Most of the products and services I purchase are based on user reviews. Finding trustworthy, unbiased reviews can be hard to find. As a result, I began to think about an individual’s ability to dictate the worth of a product or service and their power of influence on a community of buyers. When I came across a dataset, put together by M. Richardson and R. Agrawal and P. Domingos on Stanford Network Analysis Project (SNAP), which portrays data that covers the relationships of users-to-influencers on an online platform of product and service reviews, I was eager to dive in. After looking further into the dataset, I discovered some surprising gaps and trends. The driving questions that led this whole structure network inquiry included: How significant are the network ties between influencers and buyers? Do communities of trust involve a one influencer-to-many buyers or many influencers-to-many buyers relationship?
Process and Tooling
SNAP is a helpful tool offered through Stanford University that offers network datasets and other great resources. With a couple logical clicks, I was able to quickly navigate to the data sources available.

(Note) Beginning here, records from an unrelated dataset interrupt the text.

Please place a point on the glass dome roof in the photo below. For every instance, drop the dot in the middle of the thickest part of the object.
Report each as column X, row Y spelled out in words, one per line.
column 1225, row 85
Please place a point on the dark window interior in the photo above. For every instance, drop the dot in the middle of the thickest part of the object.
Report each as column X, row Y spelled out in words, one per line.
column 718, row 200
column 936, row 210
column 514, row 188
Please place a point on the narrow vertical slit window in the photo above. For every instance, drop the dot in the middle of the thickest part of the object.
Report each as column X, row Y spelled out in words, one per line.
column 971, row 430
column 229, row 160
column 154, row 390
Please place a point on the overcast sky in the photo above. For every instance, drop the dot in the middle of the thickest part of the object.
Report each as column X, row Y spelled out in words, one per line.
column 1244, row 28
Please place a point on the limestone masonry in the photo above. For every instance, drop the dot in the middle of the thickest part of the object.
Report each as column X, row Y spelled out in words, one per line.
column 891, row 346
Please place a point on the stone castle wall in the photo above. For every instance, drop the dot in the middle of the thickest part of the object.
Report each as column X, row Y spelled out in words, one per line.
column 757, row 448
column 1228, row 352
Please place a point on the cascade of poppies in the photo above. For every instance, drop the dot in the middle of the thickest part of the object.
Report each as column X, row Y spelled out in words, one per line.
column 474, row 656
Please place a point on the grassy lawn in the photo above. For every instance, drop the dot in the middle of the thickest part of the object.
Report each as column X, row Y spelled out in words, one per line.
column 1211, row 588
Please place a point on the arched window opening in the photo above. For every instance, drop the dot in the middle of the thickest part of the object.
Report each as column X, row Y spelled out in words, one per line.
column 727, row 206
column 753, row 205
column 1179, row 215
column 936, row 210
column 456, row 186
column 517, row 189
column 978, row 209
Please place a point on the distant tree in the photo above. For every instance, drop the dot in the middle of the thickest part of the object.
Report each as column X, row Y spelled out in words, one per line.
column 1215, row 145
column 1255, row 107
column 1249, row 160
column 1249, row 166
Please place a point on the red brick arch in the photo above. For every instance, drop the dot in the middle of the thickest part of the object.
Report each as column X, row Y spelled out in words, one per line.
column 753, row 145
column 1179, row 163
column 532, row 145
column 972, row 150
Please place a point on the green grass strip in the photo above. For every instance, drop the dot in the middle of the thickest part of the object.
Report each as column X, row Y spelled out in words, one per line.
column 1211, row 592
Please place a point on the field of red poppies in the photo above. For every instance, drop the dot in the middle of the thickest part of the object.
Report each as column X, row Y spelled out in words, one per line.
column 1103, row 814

I was able to identify a data set that met my needs, ironically I found my data set on trusted networks from the social network section vs. “Networks with ground-truth communities”.
The dataset offered helpful statistical information prior to using Gephi that offered a good sense of the size of the single mode network.
Once I identified a workable dataset. I inserted the .txt file into Openrefine to convert it into a .csv format in Gephi. As the dataset only had three columns, it was fairly easy to modify to the appropriate template.
First, I imported the data and excluded the first four rows as they were not pertinent to the analysis work.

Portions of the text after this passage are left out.